In trying to hold on to what’s familiar, we limit our ability to experience joy in the present. A moment can’t possibly radiate fully when you’re suffocating it in fear. ~ Letting go of attachment
Letting go feels like giving up. Let’s remember: giving up is deciding it’s futile whereas letting go is appreciating the process and recognizing there may be something good in not getting what you want.
Letting go feels like throwing in the towel. This phrase comes from boxing: when a player is too beat to continue, the coach throws a towel into the ring to signal the end. It doesn’t mean you are defeated, it means that today you faced the challenge and grew through the experience. You don’t know what today’s growth will be used for in the future, but all growth is beneficial!
Letting go feels like failure. When you place your happiness, your bliss in people, places, things and hold on to them for dear life… you set ourselves up for feelings of failure. We stress about the possibility of losing them when something feels wrong. And we melt into grief when something changes–a break up, a crisis, a lay off, a disconnection. Failure is not trying at all. Letting go is releasing expectations–the attachment–of the outcome.

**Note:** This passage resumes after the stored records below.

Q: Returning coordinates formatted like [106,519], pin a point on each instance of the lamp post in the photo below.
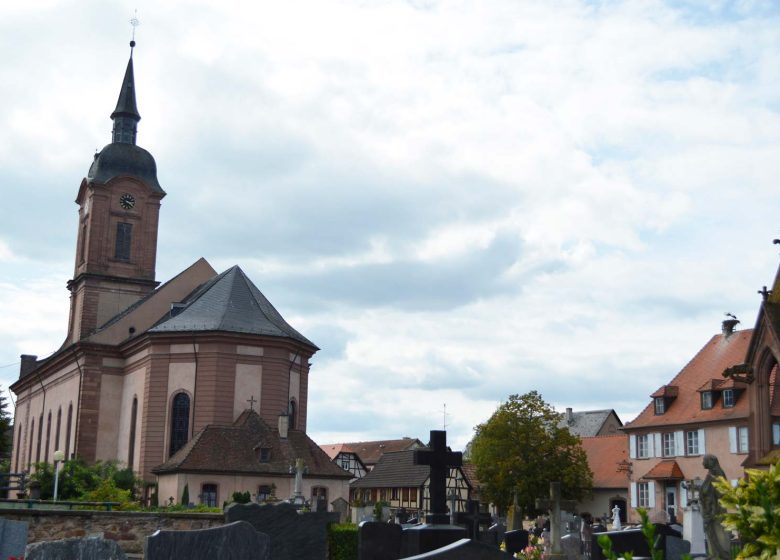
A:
[59,456]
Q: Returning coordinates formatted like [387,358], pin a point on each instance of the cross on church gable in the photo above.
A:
[439,458]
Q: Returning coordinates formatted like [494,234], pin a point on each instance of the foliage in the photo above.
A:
[521,449]
[77,479]
[342,541]
[241,497]
[754,512]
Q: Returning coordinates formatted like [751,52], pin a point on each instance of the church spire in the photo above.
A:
[126,115]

Letting go feels like imperfection. Because we’re supposed to achieve everything we set our eyes on? Because we’re supposed to do everything the first time perfectly? Again, when were you under the illusion that you were in control of this amazing, incredible, intense life experience? Repeat with me: “Yes, I am imperfect and vulnerable and sometimes afraid, but that doesn’t change the truth that I am also brave and worthy of love and belonging” (The Gifts of Imperfection: Let Go of Who You Think You’re Supposed to Be and Embrace Who You Are).